Bug #269
closedresolve packaging issues
0%
Description
There are some contentious issues surrounding the use of packaging (ie, the
triple element) in EML. Some would prefer inclusion via namespaces directly to
make the schema more explicit. But using triples to associate data and metadata
files is more flexible and allows new types of metadata to be added over time
without changes to the original structure.
One complaint is that the current structure requires multiple files to deliver
all of the metadata. One possible solution is to include an element 'metadata'
with content model 'ANY' as the root element, which can contain all of the other
modules, and they in turn can use namespaces to indicate how validation can be
performed.
Updated by Matt Jones almost 23 years ago
At KNB annual meeting 2001 we suggested (concluded) that triples be used to
associate unique, identifieable, retrievable objects. The subject and object
tags of triple should contain identifers.

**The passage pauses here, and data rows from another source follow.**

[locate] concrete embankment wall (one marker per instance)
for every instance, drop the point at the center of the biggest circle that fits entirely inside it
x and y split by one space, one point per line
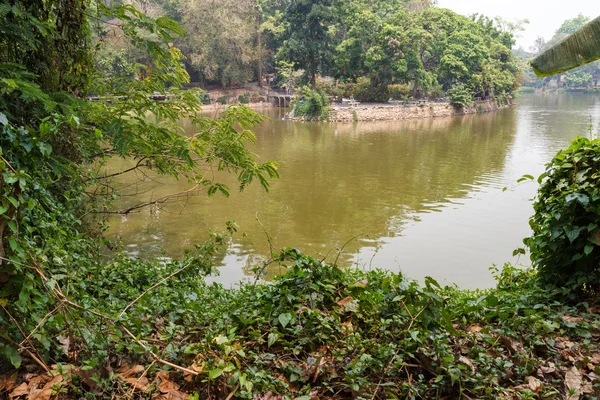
386 112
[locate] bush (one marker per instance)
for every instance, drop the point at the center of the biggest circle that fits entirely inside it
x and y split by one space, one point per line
460 95
398 91
363 91
311 104
244 98
564 245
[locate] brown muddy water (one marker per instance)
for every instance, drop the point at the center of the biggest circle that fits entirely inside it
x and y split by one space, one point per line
424 197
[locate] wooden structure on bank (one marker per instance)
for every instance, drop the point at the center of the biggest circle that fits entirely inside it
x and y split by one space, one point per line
280 97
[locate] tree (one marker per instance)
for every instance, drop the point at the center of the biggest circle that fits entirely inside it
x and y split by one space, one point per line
579 48
538 45
220 39
307 37
54 144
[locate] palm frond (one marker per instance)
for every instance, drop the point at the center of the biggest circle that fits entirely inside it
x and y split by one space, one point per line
577 49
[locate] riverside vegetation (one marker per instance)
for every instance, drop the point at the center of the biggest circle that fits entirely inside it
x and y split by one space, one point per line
77 326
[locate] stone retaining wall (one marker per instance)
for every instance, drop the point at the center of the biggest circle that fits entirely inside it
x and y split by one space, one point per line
401 112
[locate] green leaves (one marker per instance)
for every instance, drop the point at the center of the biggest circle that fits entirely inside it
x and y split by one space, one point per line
581 47
272 338
285 319
565 222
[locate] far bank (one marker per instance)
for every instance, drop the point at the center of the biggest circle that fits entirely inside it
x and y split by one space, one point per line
398 112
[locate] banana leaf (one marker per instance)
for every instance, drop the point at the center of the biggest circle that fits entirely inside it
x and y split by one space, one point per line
579 48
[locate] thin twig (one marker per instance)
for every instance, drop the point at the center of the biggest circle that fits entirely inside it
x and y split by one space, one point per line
140 378
271 249
153 287
344 246
233 393
35 358
43 320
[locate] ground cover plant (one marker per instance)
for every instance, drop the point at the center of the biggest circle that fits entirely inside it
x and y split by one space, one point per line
74 325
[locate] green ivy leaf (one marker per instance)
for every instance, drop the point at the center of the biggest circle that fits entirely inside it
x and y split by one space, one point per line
581 198
215 373
285 319
272 338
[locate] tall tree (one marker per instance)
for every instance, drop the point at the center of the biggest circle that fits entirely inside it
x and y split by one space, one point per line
307 36
220 38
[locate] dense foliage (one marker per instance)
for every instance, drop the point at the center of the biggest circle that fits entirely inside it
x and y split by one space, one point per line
566 231
312 104
385 42
578 79
74 324
54 145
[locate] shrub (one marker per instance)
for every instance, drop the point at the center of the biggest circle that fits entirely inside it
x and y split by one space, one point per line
564 244
398 91
244 98
204 98
364 91
312 104
460 95
223 99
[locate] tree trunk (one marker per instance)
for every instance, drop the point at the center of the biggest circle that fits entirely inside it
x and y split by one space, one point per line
259 46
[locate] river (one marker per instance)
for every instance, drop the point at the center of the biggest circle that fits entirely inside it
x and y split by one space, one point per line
425 197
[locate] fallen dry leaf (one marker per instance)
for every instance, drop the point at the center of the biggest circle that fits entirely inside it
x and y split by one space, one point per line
512 345
174 395
467 361
8 382
347 327
46 392
268 396
20 390
343 302
546 370
571 319
127 371
573 382
138 383
535 385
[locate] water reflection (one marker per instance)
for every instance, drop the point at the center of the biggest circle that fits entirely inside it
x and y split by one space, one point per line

If there are additional digital objects that do not represent unique objects, or
that are not retrievable, then the 'onlineURL' field of EML should be used. In
no case should triples be used for URLs. Will need to consider this more
thoroughly.
Updated by Matt Jones almost 23 years ago
Chnaging target milestone for the major EML bugs to Beta7, which is scheduled
for early to mid March for release. There are likely other bugs that need to be
entered and resolved for this Beta7 release as well, so lets generate a complete
list!
Updated by Matt Jones almost 23 years ago
Another issue to consider with regard to packaging is the domain for the
relationship element. Right now many relationships are specified as
"isRelatedTo", which really doesn't provide any information. Values such as
"provides access control rules for" and "describes the attributes present in"
are much more useful because they specify the role that a particular document
plays with respect to another. Even with stronger relationships, the issue of
which document types can be subjects and objects on a particular relationship
needs to be determined.
Updated by Matt Jones almost 23 years ago
Yet another packaging issue: the triple elements allow you to associate any two
objects that have unique identifiers. However, there are no constraints on
those associations, so it is technically possible to 1) associate two objects in
a way that is non-sensical (e.g., eml-attribute associated with eml-party), and
2) leave out relationships that need to be specified (e.g., eml-attribute
associated with eml-entity). The basic problem is that we lack a way of
constraining the packaging model: consider this fantasy example declaration for
a module content model:
<!MODULE eml-entity (eml-attribute*)>.
Would something akin to this help? If we need this, shouldn't we just head back
towards using XML content models directly for all core EML content?
If we eliminated packages, then all eml-* modules would be incorporated directly
into the XML trees according to the XML content models. This is more precise,
at the cost of flexibility, especially if we want to make revisions to EML (for
example, to add semantic metadata extensions to eml-attribute).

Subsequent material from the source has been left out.